Treasury Secretary Timothy Geithner was summoned to testify before the House Committee on Oversight and Government Reform yesterday in order to answer two questions: why did he sign off on AIG paying the big banks full value on insurance for bad assets like mortgage-backed securities–using $62 billion in taxpayer money–at a moment when everyone else was taking losses? And what was his role in the decision not to disclose to the public–which owned 80 percent of AIG at the time–the names of the banks and the payments they received, as AIG was prepared to do before the Federal Reserve Bank of New York (FRBNY) run by Geithner advised them not to?
Geithner’s answer boiled down to this: the decision in early November 2008 to pay Goldman Sachs, Bank of America, Merril Lynch, Citigroup, Societe Generale, Deutsche Bank and others 100 cents on the dollar was part of a broader effort to save AIG and it prevented an economic catastrophe; and on November 24, 2008, when he was nominated to serve as treasury secretary, he recused himself “from involvement in monetary policy decision, policies involving individual institutions, and day-to-day management of FRBNY.” (Was there anything left for him to do around the joint? And why was he still getting a paycheck?) Geithner said he therefore had nothing to do with the nondisclosure decision in December 2008.
But Geithner didn’t recuse these AIG matters up from his office, he recused them down to the vice president of the NY Fed. Apparently, decision-making over tens of billions of dollars of taxpayer money wasn’t deemed a top-level priority by him or his predecessor, former Treasury Secretary Henry Paulson, who also testified. In fact, Congresswoman Marcy Kaptur discovered through her questions that no formal recusal agreement outlining Geithner’s new responsibilities (or lack thereof) was ever executed.
Geithner argued that the New York Fed was operating under a gun.

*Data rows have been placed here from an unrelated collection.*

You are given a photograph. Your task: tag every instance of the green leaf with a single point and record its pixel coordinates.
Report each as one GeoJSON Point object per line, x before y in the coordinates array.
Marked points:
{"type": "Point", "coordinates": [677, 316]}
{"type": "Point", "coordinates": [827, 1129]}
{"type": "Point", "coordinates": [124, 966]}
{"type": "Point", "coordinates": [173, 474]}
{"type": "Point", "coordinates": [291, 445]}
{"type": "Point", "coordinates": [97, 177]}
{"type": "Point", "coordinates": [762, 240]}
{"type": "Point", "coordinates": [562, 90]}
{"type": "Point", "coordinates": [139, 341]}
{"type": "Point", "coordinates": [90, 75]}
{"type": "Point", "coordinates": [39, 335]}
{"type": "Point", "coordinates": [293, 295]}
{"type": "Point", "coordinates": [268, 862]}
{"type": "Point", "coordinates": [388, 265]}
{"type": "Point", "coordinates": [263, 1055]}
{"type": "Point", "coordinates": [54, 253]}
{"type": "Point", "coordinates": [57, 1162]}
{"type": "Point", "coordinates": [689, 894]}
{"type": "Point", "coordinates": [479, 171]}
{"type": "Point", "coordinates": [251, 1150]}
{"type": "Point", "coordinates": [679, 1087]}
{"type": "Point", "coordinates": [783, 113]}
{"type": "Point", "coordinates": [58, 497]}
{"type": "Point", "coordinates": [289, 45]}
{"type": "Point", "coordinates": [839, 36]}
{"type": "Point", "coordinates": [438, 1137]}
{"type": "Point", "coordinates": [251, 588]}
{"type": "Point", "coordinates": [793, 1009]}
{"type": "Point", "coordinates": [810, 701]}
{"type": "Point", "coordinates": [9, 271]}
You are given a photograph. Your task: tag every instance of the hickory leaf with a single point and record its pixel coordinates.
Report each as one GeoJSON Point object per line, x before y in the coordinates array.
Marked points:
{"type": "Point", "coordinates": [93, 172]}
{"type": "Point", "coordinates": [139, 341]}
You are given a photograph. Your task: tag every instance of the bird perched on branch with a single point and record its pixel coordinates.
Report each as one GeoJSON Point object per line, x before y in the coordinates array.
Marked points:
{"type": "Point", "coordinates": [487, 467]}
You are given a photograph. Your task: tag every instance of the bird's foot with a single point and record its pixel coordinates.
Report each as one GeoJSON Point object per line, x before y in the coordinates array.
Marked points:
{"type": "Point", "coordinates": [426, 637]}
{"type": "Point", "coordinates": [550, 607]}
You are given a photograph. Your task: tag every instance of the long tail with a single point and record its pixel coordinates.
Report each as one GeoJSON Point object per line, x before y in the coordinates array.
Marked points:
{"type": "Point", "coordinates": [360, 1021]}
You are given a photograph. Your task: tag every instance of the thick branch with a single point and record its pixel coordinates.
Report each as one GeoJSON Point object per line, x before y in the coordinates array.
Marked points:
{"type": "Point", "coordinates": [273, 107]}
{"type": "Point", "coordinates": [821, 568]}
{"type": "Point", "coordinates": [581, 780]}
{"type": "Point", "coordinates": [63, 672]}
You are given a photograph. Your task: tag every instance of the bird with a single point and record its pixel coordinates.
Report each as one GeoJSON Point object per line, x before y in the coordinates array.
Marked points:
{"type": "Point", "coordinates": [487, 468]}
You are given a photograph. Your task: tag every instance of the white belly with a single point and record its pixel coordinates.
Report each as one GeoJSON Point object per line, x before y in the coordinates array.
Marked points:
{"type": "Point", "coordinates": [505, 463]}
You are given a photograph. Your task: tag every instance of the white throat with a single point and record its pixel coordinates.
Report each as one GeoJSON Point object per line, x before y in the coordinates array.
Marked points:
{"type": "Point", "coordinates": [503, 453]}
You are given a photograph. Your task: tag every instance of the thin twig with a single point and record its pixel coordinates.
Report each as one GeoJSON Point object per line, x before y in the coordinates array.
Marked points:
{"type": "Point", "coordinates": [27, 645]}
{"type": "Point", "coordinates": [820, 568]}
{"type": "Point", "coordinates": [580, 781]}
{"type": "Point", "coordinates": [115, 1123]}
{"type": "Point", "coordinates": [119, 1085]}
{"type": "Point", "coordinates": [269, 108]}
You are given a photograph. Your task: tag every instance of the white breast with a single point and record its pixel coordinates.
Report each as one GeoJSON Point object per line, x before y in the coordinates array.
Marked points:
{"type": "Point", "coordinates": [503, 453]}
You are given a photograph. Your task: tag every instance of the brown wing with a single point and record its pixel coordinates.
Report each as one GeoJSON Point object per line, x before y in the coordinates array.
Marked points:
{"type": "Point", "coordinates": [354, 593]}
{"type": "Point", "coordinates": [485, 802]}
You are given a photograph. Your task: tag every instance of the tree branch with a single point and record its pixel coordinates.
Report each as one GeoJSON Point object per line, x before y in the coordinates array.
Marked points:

In November 2008, credit rating agencies–the same ones that gave mortgage-backed securities their highest AAA rating–were about to screw us again by downgrading AIG’s credit rating when taxpayers had already handed the company an $85 billion bailout in September. A downgrade would require AIG to pay out tens of billions of dollars more in collateral payments to the banks on the credit default swaps (insurance on the bad assets)–money that it didn’t have and that Geithner maintained would force the company to collapse. Geithner said AIG’s failure would cause an “utter collapse”–a run on banks, thousands of factories closed, millions of more Americans losing jobs, savings and home values even more devastated. Paulson said unemployment would have been over 25 percent.
AIG had already begun asking the banks for concessions, or “haircuts,” on these contracts. Only USB agreed to consider a 2 percent reduction in payments–and only under the condition that the other financial firms agreed to it as well. According to Geithner, the New York Fed decided there wasn’t sufficient time to negotiate. AIG was about to report an earnings loss of $25 billion on November 10, which would have resulted in a credit downgrade. Geithner argued that even the haircuts themselves could have led to a downgrade and consequent collapse.
But Democratic Congressman Stephen Lynch of Massachusetts wasn’t buying it. He pointed to Bear Stearns, and the fact that then-Secretary Paulson, Fed Chairman Ben Bernanke, and Geithner forced the firm to accept two cents on the dollar for their shares in order to receive bailout money. How was it Goldman and the other firms got such a sweet deal on this backdoor bailout via AIG?